It’s a well-known fact that soft drinks are addictive and can be harmful when consumed in excessive amounts. Yet what exactly makes them so addictive, especially for young kids whose teeth are still developing? Neuroscientists have concluded that the sugar, caffeine and carbonation of soft drinks are designed to deliver intense and addictive experiences that leave you wanting more. This blog post offers more information about the elements that make soft drinks so addictive.
Soft drinks contain large quantities of sugar which, when consumed, causes a ‘rush’ that is extremely addictive and leads to even bigger cravings. The reward centres of the brain are activated, releasing dopamine and other hormones to create a feeling of euphoria.
Not all soft drinks contain caffeine, but those that do are even more addictive. Caffeine is a stimulant that not only increases alertness, but also activates the reward centres of the brain like sugar. When consumed alongside sugar regularly, people can develop an unhealthy dependence on them to function, and experience serious withdrawal effects such as headaches or tiredness if deprived.
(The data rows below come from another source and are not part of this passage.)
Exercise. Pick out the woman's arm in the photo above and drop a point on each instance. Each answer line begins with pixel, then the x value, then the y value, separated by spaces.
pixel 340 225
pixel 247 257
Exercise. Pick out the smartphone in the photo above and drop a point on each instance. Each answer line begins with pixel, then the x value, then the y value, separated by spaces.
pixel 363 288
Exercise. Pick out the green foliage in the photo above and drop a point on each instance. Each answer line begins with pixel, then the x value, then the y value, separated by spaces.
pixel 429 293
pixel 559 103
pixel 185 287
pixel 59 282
The fizz of soft drinks adds an element of acidity that causes an intense sensation, intensifying the euphoric feeling people experience when they drink them. The carbonation has the added effect of blunting the sweetness just enough to increase cravings and leave you wanting more.
People develop strong associations and emotional connections with the ritual of drinking soft drink. The simple act of opening a can and hearing the pop can be highly suggestible, creating feelings of desire and enticing people to drink them.